Land Craft #1 The Jeep
|Pen & Sword|
|$22.95 from Casemate|
64 pages, softcover, 150 illustrations
So successful is Pen & Sword's Tank Craft series that they have embarked on a series for soft skins. Not surprisingly, the kick-off vehicle is the Jeep. This vehicle is considered one of the five 'weapons' that helped the Allies to win WWII. According to George Patton, it is also the #1 German secret weapon as it killed more soldiers than the enemy. Well, I don't know about that, but it makes for an interesting quote.
The development of the Jeep is fraught with politics as seems to be the case for most US military vehicles. Designed and developed by the American Bantam company, the vehicle we now call the Jeep was the winner in a competition between it, Ford and Willys. However, the government decided to step in and basically took the contract away from Bantam. The end result was very few solely Bantam built Jeeps with the majority built by Ford with others built by Willys.
The reason given for this was the American Bantam did not have the production capacity of the other two (this is true) and due to the coming war, it was decided that Ford would be the main producer. However, Ford did not get to use their engine as the Willys version was superior to all three. American Bantam had to be consoled with building parts and trailers.

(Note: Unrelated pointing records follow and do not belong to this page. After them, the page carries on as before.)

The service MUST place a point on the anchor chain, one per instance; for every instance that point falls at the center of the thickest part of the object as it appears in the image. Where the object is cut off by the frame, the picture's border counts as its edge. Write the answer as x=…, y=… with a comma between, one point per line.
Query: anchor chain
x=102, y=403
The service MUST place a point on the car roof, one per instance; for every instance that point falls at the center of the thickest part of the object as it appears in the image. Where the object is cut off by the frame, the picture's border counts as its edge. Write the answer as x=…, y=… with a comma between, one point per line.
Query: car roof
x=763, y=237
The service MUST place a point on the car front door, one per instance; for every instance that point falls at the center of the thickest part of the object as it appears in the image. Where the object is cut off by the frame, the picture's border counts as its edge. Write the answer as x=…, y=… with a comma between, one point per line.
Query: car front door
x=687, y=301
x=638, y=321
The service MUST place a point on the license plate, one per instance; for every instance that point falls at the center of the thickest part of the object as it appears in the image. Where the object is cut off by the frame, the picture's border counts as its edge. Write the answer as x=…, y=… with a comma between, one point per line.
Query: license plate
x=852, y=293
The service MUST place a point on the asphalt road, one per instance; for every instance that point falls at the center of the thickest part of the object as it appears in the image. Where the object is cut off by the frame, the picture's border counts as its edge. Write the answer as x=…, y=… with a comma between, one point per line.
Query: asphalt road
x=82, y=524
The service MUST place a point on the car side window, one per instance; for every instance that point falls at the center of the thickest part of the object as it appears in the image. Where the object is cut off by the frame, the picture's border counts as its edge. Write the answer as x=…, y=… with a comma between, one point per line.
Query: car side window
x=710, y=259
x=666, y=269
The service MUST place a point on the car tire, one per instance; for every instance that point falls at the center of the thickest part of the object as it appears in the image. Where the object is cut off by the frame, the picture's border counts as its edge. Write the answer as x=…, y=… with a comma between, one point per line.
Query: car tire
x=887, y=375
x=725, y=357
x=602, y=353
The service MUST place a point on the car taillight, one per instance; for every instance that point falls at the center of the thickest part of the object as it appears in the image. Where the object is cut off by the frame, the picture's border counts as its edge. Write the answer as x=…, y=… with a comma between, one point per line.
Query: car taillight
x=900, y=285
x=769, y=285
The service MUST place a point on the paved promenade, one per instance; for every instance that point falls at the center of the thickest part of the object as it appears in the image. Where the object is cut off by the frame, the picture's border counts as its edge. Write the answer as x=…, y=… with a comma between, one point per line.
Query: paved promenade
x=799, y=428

In line with books in the Tank Craft series we get a nice historical background (actually a bit more than normal) along with the variants produced and some of the operational history of the vehicle. There are also a goodly number of color profiles as well as a fairly good sized modeling section that provides built models and information on kits and accessories.
As a closing observation, the author seems to leave the impression that were it not for the British the vehicle would have never been built. His rationale is the fact that American Bantam also built the Austin 7 under license and so had this not happened they'd not have had the expertise and tooling for the Jeep. You decide.
These sorts of books where you have a mixture of history, camouflage and models are becoming more and more the norm. This one is well done, and those who liked the tank series will like this one as well.